Sinto o cheiro, vejo a cor, o sabor, passam-me o mesmo vento pelos cabelos...
Sinto me uma privilegiada pq afinal o que vejo não são imagens mas memorias e só por isso, mexe comigo perceber a zanga interior quando um autocarro de mil cores já não nos espanta.
Sinto me uma privilegiada porque tenho a certeza que as imagens são vagas, as memorias...(como as tuas), eternas.
... e tb por te ler.
Que saudades que tinha da tua escrita...
"ja tenho vontade de mais autocarros, de mais escapes, de mais comida de rua, de mais espanhol, de mais Verdade." !
Como te compreendo. Boa viagem! um dia destes tens de conhecer o peru e os peruanos. fantasticos
É com um misto de tristeza e satisfação que sabemos do teu regresso...
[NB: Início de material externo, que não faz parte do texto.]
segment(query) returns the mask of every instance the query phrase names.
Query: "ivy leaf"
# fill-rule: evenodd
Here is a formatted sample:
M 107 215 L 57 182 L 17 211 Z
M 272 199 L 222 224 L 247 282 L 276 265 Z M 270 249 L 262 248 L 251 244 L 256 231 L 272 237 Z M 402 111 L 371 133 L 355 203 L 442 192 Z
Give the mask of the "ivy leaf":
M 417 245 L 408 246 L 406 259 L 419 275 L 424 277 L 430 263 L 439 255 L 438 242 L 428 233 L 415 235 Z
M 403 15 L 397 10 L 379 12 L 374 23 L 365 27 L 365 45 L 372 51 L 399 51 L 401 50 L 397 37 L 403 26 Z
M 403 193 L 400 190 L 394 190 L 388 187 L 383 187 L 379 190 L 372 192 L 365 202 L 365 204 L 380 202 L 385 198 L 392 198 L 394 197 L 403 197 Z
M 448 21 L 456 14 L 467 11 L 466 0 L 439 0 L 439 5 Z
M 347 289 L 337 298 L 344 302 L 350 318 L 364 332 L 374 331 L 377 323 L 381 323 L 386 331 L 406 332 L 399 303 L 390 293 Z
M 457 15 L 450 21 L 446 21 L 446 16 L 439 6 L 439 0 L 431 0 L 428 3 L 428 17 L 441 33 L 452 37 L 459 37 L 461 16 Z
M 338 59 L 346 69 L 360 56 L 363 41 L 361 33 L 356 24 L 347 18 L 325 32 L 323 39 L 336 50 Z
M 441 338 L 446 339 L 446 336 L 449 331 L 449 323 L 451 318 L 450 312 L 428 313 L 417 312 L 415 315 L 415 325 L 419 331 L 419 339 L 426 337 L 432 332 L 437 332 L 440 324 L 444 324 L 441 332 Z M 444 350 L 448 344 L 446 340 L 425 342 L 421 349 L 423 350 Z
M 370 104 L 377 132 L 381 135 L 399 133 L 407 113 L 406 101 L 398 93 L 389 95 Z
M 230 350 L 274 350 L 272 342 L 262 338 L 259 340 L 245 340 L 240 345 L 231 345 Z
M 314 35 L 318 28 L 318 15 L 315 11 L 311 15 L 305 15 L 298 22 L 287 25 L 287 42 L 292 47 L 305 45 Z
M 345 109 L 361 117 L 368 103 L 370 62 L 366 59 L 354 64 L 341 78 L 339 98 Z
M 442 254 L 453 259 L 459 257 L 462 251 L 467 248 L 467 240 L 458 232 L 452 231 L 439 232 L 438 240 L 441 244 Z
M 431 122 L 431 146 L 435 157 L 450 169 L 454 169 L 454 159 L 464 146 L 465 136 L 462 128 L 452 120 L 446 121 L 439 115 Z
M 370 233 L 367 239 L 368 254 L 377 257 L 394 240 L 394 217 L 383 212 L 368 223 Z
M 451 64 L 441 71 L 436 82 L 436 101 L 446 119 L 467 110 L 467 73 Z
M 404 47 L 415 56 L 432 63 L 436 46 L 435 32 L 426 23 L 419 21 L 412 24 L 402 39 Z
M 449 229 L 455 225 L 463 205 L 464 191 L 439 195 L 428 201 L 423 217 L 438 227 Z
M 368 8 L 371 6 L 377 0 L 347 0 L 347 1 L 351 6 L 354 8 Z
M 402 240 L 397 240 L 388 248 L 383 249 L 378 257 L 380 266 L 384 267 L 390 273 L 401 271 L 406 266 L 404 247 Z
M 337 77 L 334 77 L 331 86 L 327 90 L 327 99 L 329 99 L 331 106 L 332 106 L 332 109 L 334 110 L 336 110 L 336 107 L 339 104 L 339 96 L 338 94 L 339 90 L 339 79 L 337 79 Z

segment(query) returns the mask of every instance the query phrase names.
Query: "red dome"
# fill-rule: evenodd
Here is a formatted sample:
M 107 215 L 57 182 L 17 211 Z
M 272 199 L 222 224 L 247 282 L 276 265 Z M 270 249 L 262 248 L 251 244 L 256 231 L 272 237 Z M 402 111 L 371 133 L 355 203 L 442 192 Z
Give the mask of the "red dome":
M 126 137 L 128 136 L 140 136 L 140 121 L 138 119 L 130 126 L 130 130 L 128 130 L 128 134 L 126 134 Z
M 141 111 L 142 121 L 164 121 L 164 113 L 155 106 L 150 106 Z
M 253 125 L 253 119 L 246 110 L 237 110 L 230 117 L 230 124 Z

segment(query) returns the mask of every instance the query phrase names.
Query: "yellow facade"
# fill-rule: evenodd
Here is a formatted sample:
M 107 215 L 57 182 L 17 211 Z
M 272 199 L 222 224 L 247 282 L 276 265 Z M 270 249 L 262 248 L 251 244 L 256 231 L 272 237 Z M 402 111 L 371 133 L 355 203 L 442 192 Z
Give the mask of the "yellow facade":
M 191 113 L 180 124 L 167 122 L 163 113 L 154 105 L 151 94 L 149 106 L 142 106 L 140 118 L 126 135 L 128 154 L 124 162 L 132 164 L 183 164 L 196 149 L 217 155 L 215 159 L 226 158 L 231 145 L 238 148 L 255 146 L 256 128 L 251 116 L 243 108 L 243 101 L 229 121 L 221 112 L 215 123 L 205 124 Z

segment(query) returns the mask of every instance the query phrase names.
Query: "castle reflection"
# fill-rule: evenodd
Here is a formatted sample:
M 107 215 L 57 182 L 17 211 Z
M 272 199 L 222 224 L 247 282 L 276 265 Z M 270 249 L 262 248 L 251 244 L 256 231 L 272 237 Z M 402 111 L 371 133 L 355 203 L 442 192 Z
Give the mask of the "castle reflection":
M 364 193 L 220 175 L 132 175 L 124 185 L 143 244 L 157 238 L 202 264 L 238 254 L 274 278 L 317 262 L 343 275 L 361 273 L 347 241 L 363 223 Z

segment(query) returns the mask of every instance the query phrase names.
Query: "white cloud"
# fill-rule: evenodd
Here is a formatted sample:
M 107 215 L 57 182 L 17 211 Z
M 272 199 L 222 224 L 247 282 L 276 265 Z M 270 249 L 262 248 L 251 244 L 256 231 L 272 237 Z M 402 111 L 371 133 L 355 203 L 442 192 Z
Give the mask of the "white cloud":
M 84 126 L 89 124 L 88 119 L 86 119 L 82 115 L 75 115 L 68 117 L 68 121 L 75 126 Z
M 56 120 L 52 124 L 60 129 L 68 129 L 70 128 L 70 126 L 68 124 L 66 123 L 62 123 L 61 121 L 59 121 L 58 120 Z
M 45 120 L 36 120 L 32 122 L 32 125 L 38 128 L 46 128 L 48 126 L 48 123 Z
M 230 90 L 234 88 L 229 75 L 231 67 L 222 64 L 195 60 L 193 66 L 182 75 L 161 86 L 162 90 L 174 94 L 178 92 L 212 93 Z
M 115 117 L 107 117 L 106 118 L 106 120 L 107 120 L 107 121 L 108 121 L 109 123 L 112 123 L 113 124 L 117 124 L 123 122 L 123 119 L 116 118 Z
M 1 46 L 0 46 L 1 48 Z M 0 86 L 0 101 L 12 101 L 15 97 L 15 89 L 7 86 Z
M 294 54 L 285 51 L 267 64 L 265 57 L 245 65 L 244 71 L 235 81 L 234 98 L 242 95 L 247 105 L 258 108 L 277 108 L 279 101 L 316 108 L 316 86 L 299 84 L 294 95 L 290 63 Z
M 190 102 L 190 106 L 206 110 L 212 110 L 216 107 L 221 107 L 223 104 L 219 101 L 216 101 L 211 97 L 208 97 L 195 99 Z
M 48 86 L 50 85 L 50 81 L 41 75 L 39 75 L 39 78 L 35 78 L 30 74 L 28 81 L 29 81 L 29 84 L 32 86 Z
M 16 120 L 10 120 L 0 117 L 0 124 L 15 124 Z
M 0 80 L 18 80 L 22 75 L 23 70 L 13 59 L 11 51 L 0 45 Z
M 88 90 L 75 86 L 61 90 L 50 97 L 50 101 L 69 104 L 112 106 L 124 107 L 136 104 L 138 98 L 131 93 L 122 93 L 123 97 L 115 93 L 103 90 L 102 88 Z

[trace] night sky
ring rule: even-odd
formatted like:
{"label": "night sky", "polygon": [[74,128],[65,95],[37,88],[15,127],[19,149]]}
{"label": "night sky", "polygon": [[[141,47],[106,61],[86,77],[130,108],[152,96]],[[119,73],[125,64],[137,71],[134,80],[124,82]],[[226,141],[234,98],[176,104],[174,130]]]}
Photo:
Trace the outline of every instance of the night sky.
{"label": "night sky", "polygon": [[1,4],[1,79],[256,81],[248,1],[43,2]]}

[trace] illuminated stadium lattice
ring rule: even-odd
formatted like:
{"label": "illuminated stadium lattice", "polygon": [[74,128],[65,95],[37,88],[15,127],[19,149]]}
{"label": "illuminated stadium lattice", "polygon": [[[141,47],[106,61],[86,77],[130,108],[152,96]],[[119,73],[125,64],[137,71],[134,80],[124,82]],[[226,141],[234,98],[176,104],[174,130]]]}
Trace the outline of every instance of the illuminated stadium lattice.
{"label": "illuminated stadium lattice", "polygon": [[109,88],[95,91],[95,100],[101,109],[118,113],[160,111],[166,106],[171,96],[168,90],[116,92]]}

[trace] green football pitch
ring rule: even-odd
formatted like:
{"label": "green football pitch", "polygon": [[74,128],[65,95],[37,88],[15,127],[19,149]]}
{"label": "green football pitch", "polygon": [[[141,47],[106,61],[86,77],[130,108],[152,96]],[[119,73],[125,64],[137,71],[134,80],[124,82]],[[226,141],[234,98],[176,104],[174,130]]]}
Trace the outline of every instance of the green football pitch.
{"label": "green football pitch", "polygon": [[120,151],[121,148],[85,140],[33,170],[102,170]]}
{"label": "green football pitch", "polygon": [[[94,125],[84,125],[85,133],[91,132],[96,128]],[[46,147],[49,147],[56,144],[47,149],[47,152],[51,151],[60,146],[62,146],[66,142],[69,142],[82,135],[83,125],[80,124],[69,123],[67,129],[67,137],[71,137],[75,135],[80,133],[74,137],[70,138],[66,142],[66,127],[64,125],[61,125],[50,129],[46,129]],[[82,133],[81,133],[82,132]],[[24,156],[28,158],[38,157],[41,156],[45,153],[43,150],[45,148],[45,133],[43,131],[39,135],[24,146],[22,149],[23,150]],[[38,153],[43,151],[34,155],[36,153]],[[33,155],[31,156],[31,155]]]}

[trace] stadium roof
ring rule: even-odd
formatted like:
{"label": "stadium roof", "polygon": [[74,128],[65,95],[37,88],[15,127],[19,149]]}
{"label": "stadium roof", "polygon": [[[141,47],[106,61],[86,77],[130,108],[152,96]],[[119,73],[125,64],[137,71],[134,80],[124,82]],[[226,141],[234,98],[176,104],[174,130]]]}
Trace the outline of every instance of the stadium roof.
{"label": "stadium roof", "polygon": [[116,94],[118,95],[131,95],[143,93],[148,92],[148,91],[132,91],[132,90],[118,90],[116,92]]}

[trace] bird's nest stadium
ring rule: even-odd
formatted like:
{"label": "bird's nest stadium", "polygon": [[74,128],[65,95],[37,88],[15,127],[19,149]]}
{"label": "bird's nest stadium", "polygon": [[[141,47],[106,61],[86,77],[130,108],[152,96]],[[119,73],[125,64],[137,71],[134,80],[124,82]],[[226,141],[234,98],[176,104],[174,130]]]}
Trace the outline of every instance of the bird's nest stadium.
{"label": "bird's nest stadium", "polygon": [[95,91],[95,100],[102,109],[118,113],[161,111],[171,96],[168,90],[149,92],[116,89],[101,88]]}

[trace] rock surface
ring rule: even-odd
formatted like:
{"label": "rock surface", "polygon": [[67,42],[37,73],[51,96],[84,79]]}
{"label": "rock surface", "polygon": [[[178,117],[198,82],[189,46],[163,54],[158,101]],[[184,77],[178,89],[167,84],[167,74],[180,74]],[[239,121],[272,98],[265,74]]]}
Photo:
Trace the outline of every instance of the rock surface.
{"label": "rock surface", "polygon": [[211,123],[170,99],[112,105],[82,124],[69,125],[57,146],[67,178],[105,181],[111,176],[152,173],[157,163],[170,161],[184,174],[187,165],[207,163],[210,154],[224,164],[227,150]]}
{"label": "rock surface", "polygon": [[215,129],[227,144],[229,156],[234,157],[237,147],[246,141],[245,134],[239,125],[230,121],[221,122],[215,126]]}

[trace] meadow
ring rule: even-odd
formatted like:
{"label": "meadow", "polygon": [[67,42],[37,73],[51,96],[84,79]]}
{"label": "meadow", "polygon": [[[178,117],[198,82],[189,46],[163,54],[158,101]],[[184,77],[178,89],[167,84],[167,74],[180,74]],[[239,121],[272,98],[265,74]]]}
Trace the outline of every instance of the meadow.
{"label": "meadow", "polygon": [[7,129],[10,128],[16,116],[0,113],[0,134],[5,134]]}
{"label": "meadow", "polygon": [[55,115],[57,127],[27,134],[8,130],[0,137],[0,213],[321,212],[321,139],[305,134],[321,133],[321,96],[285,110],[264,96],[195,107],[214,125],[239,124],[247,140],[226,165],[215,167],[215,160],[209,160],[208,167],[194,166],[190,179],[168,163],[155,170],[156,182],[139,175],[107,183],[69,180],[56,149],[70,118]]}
De um lado deixaremos de ter estas fabulosas crónicas de viajante. Por outro, seremos prendados com relatos na primeira pessoa e novas temáticas serão novamente abordadas neste maisdemilvozes.
Quanto à frase que mais gostei, reveladora da tua curiosidade pela vida e não pela estandardização de costumes, aqui a transcrevo:
"E um enorme dilema, diariamente, abdicar de sitios cheios de gente de todo o Mundo pronta a divertir-se, em prol de capitais desorganizadas ou cidades poluidas. Mas, se nao fossem essas, mais valia ter passado o verao em Ibiza ou nas ilhas Gregas."
Abraços
PS - Fazem os Coldplay uma bela banda sonora para a tropicalidade/rusticalidade da América Cenral? LOL
tropicalidade/rusticidade, sorry
“...mas agora que passei por essa semana de verdadeira loucura caribenha, ja tenho vontade de mais autocarros, de mais escapes, de mais comida de rua, de mais espanhol, de mais Verdade. E por isso, faco-me de novo a estrada, sem muita nocao de destino, na certeza de que tudo o que vier sera bom”.
Dirección: sur, destino: Macondo?
Aqui deste lado.. as traineiras lá estavam. Perguntaram por ti.
I’m lovin’ it, continua. 15 dias, 15 posts!
Não preciso de ler duas vezes tudo o que escreves para me contextualizar. Não são precisos relógios de contar dias e folhas de calendário. Os 15 dias que faltam não têm corpo, são só mais momentos, mais sorrisos, mais sensações, mais equilíbrios, mais escassez, mais sede, menos amendoins, mais memórias de avôs altos e magrinhos, mais mãos, mais tornozelos, mais kilometros, mais pescadores, mais maresia,...mais vida. De facto, não há preço para tudo isso. Não há preço para as horas mal dormidas em viagens, não há preço para as emoções intemporais. Não há preço para os passos que te prendem a essas terras que percorres sem pressas. Obrigada Luís pelos teus relatos. Apetece-me sempre partir para essas terras e perder a pressa que me prende a este PC, que me conduz os passos pela Avenida da Liberdade abaixo em direcção ao rio. Às vezes, fico pelo cais à espera dos mesmos pescadores, dos mesmos cheiros, da mesma maresia. Às vezes, aparecem. Outras não. Boa viagem.